Enhanced OXPHOS, glutaminolysis and β-oxidation constitute the metastatic phenotype of melanoma cells.

Tumours display different cell populations with distinct metabolic phenotypes. Thus, subpopulations can adjust to different environments, particularly with regard to oxygen and nutrient availability. Our results indicate that progression to metastasis requires mitochondrial function. Our research, centered on cell lines that display increasing degrees of malignancy, focused on metabolic events, especially those involving mitochondria, which could reveal which stages are mechanistically associated with metastasis. Melanocytes were subjected to several cycles of adhesion impairment, producing stable cell lines exhibiting phenotypes representing a progression from non-tumorigenic to metastatic cells. Metastatic cells (4C11+) released the highest amounts of lactate, part of which was derived from glutamine catabolism. The 4C11+ cells also displayed an increased oxidative metabolism, accompanied by enhanced rates of oxygen consumption coupled to ATP synthesis.

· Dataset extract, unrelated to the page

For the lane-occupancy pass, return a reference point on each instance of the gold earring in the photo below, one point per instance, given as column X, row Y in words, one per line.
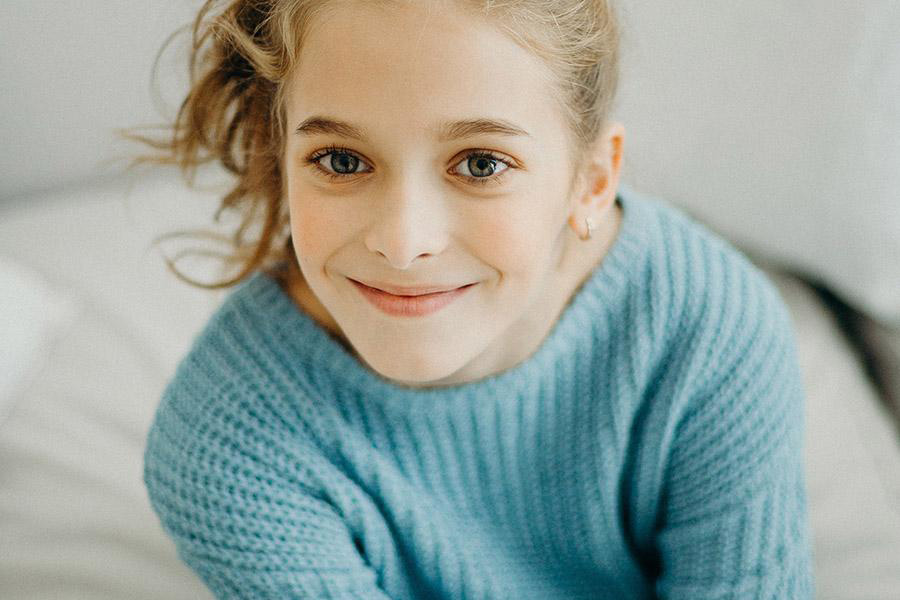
column 589, row 222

Enhanced mitochondrial function could not be explained by an increase in mitochondrial content or mitochondrial biogenesis. Furthermore, 4C11+ cells had a higher ATP content, and increased succinate oxidation (complex II activity) and fatty acid oxidation. In addition, 4C11+ cells exhibited a 2-fold increase in mitochondrial membrane potential (ΔΨmit). Consistently, functional assays showed that the migration of cells depended on glutaminase activity. Metabolomic analysis revealed that 4C11+ cells could be grouped as a subpopulation with a profile that was quite distinct from the other cells investigated in the present study. The results presented here have centred on how the multiple metabolic inputs of tumour cells may converge to compose the so-called metastatic phenotype.